The person responsible for Abby’s RU486 misery is Renee (Tina Toner), an employee who flippantly lies about how bad the experience will be while counting cash, and later responds to Ally’s phone-call complaints by hanging up on her. Would you be surprised to learn that this right-wing film—replete with a late cameo from My Pillow founder and Trump acolyte Michael J. Lindell—presents the heartless, duplicitous Renee as a short-haired wise-ass, thereby coding her as a lesbian? Or that Cheryl advises Abby against carrying her own pregnancy to term (“I can take care of that for you,” she smirks), while Abby’s mother chides her for having “aspirations” (a negative conflation of pro-choice beliefs and female careerism)? Or that, aside from a few fleeting nutjobs, Unplanned’s anti-abortion characters are wholesome, funny, non-confrontational prayer zealots? Of course not, because Unplanned is a brazen conservative screed.
Despite her own nightmarish abortions, Abby opts to work at Planned Parenthood (due to her support for women’s rights). And she continues to stay even though Cheryl is a demonic dragon-lady who sneers at her for getting queasy during a procedure-gone-awry. Before long, the organization has turned Abby into a lying abortion saleswoman. At a corporate meeting, Cheryl announces that they’ll soon be building the largest facility in the country (performing procedures up to 24 weeks!), and that all clinics are to double their annual number of abortions. When Abby objects, she’s roundly censured by Cheryl, who tells her that fast food places make their profits not from burgers but from fries and soda—and that “abortion is our fries and soda!”
The real-life Abby presumably claims this is all true—including her fictional surrogate’s contention that Planned Parenthood has secret statistics proving that in-person prayer is an effective method of turning away “customers.” Nonetheless, the fact that Abby suffers, and is corrupted, and is disapprovingly glared at by her devout parents and husband, and yet still sticks around Planned Parenthood—even earning Employee of the Year honors—is so laughable as to be insulting. Not that Unplanned cares about convincing you of anything. Rather, it’s the sort of jeremiad in which Abby’s come-to-Jesus moment occurs at the same time that anti-abortion couple Shawn (Jared Lotz) and Marilisa (Emma Elle Roberts) are holding their hands over a barrel of Planned Parenthood waste to “pray to end the sin of abortion.”
Abby does finally depart Planned Parenthood, albeit initially in secret, because the place is cast as a Big Brother-ish entity that “will go to any lengths to destroy someone they see as a threat.” Asked how she feels about her departure, she cheerily admits, “Like I just got out of prison” (hence the barred gates surrounding the place!).

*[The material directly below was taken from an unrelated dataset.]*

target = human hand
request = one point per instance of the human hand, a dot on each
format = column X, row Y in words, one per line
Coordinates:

As befitting a crude sermon such as this, courtroom triumph and redemption soon follow, set to heavenly music and driven by hilariously clunky conversations—for example, Abby asking how God could love her after she oversaw 22,000 abortions, and her husband responding, “Because He’s God.” At least the dismal dialogue feels right at home in the mouths of Unplanned’s cast, whose acting wouldn’t pass muster in your average Hallmark Channel original movie.
Unplanned contends that abortion is unholy slaughter facilitated by immoral monetary transactions that enrich a tyrannical non-profit organization—all of which is an affront to God. Those who agree will enjoy bathing in its pious ugliness. The rest will likely come away feeling an urgent desire to donate to Planned Parenthood.